15 septembre 2016

Identité et développement du leadershippar Gisèle Aubin, PCC

Nombreux écrits en matière de leadership s’entendent pour dire que l’acquisition des connaissances et compétence associées à un leadership performant se fait par le biais de l’apprentissage pratique et de l’observation. Il est également reconnu que de convertir le  savoir en comportement demeure un des grands enjeux du développement du leadership[1].  Ainsi, la capacité à accéder au savoir disponible est souvent synonyme de performance.[2]

Mais le savoir, pour pouvoir le convertir, encore faut-il pouvoir y accéder.
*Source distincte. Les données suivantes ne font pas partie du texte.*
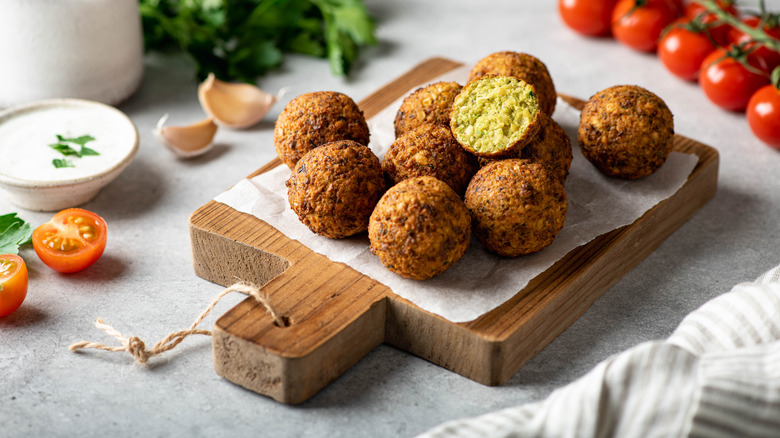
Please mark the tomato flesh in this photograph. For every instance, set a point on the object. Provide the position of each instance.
(727, 83)
(682, 51)
(719, 32)
(763, 115)
(13, 283)
(639, 25)
(770, 57)
(72, 241)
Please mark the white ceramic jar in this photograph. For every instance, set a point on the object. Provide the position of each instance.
(88, 49)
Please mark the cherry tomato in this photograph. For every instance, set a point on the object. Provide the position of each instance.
(726, 82)
(771, 27)
(719, 32)
(13, 283)
(763, 115)
(639, 23)
(588, 17)
(683, 48)
(73, 240)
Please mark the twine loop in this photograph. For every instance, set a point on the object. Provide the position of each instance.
(137, 348)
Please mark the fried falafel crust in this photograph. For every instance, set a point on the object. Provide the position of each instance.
(428, 104)
(495, 116)
(433, 151)
(333, 188)
(516, 207)
(314, 119)
(626, 131)
(523, 66)
(419, 228)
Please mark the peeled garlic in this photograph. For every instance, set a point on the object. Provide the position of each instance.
(234, 105)
(187, 141)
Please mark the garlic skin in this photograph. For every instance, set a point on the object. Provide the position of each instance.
(234, 105)
(186, 141)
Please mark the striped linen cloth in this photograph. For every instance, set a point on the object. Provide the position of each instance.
(717, 375)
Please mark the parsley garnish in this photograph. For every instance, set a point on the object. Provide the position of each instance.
(244, 39)
(61, 162)
(14, 232)
(67, 150)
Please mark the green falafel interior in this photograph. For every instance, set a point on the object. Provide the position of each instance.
(494, 115)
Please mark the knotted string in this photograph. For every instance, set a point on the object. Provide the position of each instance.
(136, 347)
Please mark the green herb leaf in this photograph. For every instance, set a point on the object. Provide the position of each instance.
(245, 39)
(14, 232)
(87, 151)
(64, 149)
(61, 162)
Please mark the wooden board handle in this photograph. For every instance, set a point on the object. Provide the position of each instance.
(336, 316)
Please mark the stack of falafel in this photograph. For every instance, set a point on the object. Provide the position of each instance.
(485, 159)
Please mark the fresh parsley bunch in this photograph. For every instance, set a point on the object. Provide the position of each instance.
(243, 39)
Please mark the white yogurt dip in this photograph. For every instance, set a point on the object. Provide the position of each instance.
(27, 174)
(25, 137)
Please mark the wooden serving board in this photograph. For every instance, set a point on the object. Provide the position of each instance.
(336, 315)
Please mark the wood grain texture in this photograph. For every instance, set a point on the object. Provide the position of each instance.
(337, 315)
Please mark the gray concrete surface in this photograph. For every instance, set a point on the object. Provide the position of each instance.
(145, 286)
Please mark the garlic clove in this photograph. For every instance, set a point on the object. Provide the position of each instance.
(187, 141)
(234, 105)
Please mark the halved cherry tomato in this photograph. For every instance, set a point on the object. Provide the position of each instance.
(763, 114)
(73, 240)
(683, 48)
(13, 283)
(719, 32)
(588, 17)
(727, 82)
(639, 23)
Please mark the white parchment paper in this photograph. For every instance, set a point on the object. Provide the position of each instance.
(480, 281)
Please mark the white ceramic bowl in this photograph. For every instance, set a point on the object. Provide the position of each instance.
(27, 173)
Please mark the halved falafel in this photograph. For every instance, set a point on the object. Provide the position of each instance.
(430, 150)
(428, 104)
(551, 148)
(516, 207)
(523, 66)
(495, 116)
(314, 119)
(333, 188)
(626, 131)
(419, 228)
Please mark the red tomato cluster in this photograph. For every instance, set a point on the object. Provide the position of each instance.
(694, 44)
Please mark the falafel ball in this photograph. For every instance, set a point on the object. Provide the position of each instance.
(551, 148)
(333, 188)
(430, 150)
(495, 116)
(626, 131)
(314, 119)
(419, 228)
(524, 66)
(516, 207)
(428, 104)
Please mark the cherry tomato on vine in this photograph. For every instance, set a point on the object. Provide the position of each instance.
(639, 23)
(13, 283)
(771, 25)
(683, 48)
(719, 32)
(73, 240)
(763, 112)
(588, 17)
(727, 82)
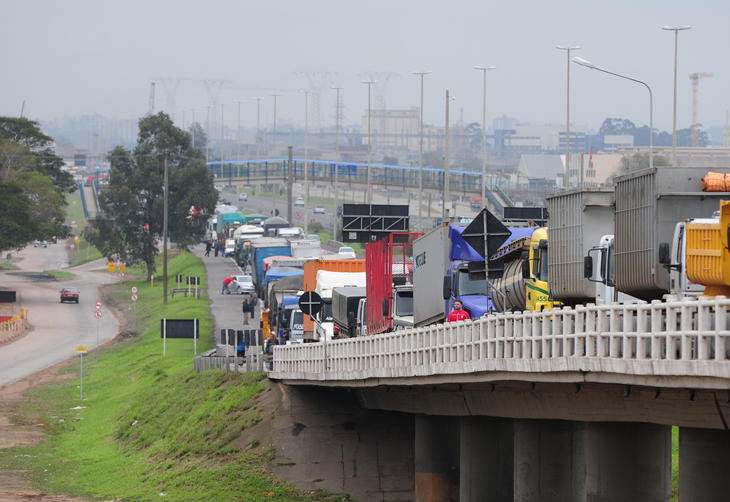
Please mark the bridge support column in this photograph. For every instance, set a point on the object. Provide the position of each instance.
(628, 461)
(486, 459)
(561, 461)
(545, 469)
(437, 458)
(704, 465)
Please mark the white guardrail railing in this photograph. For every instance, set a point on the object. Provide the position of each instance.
(675, 338)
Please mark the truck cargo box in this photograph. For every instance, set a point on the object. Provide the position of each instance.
(577, 221)
(310, 279)
(649, 203)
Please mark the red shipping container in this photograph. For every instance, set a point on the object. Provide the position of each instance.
(386, 260)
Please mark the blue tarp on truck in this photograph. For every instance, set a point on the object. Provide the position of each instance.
(263, 248)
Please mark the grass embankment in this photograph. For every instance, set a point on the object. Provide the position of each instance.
(152, 425)
(83, 251)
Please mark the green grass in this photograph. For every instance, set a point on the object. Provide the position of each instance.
(60, 274)
(83, 251)
(151, 424)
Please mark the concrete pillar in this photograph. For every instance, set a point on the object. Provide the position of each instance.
(562, 461)
(628, 461)
(545, 470)
(704, 465)
(486, 462)
(437, 458)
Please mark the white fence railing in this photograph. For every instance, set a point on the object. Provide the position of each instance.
(674, 338)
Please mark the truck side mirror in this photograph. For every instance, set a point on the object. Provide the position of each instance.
(587, 267)
(665, 257)
(525, 268)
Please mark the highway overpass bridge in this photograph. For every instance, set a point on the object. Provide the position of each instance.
(574, 404)
(405, 178)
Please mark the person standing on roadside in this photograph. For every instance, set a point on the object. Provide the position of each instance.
(458, 314)
(252, 302)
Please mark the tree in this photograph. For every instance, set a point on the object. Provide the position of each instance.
(32, 185)
(131, 221)
(27, 134)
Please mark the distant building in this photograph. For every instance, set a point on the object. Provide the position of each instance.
(612, 142)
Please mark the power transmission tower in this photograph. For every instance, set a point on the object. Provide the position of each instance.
(695, 78)
(318, 81)
(381, 79)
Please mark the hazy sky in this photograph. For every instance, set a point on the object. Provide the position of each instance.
(75, 57)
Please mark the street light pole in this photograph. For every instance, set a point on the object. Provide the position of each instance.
(484, 69)
(306, 158)
(676, 30)
(258, 127)
(273, 139)
(447, 170)
(590, 65)
(337, 159)
(166, 182)
(568, 139)
(420, 142)
(368, 189)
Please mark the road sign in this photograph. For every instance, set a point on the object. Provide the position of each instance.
(310, 303)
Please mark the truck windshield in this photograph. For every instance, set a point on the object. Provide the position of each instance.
(326, 313)
(543, 276)
(404, 303)
(467, 287)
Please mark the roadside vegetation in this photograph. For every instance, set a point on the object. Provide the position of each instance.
(149, 427)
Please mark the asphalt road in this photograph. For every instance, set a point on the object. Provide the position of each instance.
(57, 328)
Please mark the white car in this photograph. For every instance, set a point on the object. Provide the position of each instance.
(245, 284)
(347, 251)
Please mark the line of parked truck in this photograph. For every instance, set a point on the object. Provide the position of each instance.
(655, 232)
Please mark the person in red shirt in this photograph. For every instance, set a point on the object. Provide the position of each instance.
(226, 285)
(458, 314)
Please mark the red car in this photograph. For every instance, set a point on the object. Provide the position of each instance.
(69, 295)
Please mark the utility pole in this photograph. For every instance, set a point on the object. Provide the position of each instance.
(338, 123)
(368, 190)
(676, 30)
(289, 184)
(273, 140)
(568, 139)
(306, 160)
(164, 232)
(484, 70)
(420, 142)
(444, 210)
(258, 127)
(238, 134)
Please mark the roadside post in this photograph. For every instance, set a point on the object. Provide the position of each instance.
(97, 314)
(81, 349)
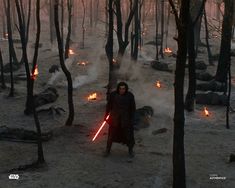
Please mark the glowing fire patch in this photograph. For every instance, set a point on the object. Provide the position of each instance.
(206, 111)
(92, 97)
(83, 63)
(114, 61)
(71, 52)
(167, 50)
(34, 73)
(158, 84)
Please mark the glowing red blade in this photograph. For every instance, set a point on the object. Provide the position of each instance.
(101, 127)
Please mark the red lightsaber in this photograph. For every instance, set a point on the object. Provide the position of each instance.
(101, 127)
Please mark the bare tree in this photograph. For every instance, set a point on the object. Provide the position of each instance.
(83, 24)
(23, 36)
(225, 47)
(191, 94)
(70, 118)
(178, 138)
(69, 6)
(123, 42)
(35, 57)
(10, 44)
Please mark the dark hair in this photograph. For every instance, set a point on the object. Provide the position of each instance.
(122, 84)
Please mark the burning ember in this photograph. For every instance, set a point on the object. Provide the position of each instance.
(71, 52)
(167, 51)
(34, 73)
(92, 97)
(158, 85)
(206, 111)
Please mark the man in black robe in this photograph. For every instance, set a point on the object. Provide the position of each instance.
(121, 108)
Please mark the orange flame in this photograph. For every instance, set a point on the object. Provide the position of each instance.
(206, 111)
(92, 97)
(83, 63)
(34, 73)
(158, 84)
(114, 60)
(71, 52)
(167, 50)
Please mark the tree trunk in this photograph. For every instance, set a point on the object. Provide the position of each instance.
(191, 94)
(207, 40)
(83, 24)
(9, 32)
(67, 44)
(136, 35)
(22, 30)
(225, 47)
(10, 43)
(52, 25)
(37, 123)
(179, 119)
(193, 24)
(91, 11)
(62, 26)
(229, 95)
(156, 40)
(162, 28)
(69, 121)
(109, 50)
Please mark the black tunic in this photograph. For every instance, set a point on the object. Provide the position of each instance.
(121, 109)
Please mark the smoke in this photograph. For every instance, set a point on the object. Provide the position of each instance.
(141, 80)
(58, 76)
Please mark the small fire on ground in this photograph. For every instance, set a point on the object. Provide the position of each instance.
(82, 63)
(168, 51)
(92, 96)
(206, 111)
(71, 52)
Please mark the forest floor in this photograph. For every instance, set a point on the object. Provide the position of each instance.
(73, 160)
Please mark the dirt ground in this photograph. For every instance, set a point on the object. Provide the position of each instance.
(73, 160)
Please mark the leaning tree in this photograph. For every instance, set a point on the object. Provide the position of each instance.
(70, 118)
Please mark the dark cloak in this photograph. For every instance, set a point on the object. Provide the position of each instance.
(121, 109)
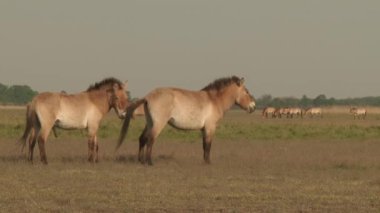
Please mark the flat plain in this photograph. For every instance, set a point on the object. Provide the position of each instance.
(258, 165)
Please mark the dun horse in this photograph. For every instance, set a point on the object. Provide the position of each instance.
(314, 111)
(78, 111)
(358, 112)
(187, 110)
(269, 111)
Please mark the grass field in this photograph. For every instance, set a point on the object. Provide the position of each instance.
(258, 165)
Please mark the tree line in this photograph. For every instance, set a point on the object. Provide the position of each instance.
(16, 94)
(319, 101)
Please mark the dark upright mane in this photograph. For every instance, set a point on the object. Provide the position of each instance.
(107, 81)
(221, 83)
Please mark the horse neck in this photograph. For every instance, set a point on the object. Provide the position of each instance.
(100, 99)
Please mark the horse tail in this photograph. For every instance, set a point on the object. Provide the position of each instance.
(124, 130)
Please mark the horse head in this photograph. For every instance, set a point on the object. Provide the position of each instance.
(118, 99)
(244, 99)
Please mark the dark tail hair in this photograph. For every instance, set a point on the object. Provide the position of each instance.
(124, 130)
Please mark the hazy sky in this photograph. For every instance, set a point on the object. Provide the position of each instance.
(282, 48)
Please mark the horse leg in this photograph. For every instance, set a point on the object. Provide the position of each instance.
(91, 148)
(142, 140)
(152, 135)
(207, 140)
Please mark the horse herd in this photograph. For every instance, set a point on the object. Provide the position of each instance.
(293, 112)
(180, 108)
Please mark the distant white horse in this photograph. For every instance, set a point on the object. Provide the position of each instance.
(314, 111)
(358, 112)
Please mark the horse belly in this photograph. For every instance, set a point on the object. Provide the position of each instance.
(67, 121)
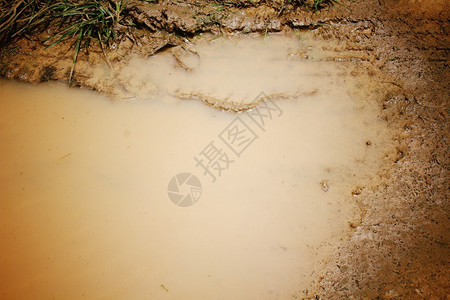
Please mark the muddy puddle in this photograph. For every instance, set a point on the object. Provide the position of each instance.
(156, 197)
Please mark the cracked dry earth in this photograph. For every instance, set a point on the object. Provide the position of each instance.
(398, 249)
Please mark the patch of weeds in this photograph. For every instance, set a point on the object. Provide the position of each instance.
(80, 20)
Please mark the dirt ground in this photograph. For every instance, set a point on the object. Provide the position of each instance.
(399, 249)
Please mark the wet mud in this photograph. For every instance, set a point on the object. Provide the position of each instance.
(395, 52)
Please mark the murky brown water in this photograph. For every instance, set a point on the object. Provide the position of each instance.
(84, 208)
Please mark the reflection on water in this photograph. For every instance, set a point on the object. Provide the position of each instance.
(85, 210)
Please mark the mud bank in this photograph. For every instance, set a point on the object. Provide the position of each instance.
(399, 247)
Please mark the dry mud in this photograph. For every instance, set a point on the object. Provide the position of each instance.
(399, 247)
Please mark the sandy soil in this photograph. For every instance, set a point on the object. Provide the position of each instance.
(399, 249)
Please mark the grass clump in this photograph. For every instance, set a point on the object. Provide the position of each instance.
(80, 20)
Comment faire?

Robert G. Lord et Rosalie J. Hall[3], des chercheurs de l’Université de Akron en Ohio, ont conduit une recherche sur le développement du leadership à la suite de laquelle ils énoncent que le développement d’un leadership performant évolue par paliers, notamment d’un niveau de novice, à intermédiaire et finalement d’expert.

À date rien d’étonnant. 

Toutefois rapportent-ils, au-delà des compétences et connaissances acquises, l’évolution passe aussi par le développement personnel et social de l’individu. Sa capacité à passer d’un palier de performance à l’autre est reliée entre autres, à l’image qu’il a de lui-même. Toujours selon eux, ce développement s’effectue à un rythme et une profondeur variables selon l’individu et le contexte. Un élément d’importance pour bien comprendre ce processus est la reconnaissance que les connaissances et expérience ne sont pas acquises ou utilisées de manière linéaire ou stable.  Elles sont variables mais cumulatives.  Ainsi pensent-ils, un individu grandit personnellement en parallèle avec son développement professionnel et le tout dépend largement du contexte individuel, de la situation dans laquelle le leader se trouve et de sa capacité à bien percevoir son environnement et saisir le savoir disponible. Ce faisant, il sera en mesure d’exercer son leadership avec succès.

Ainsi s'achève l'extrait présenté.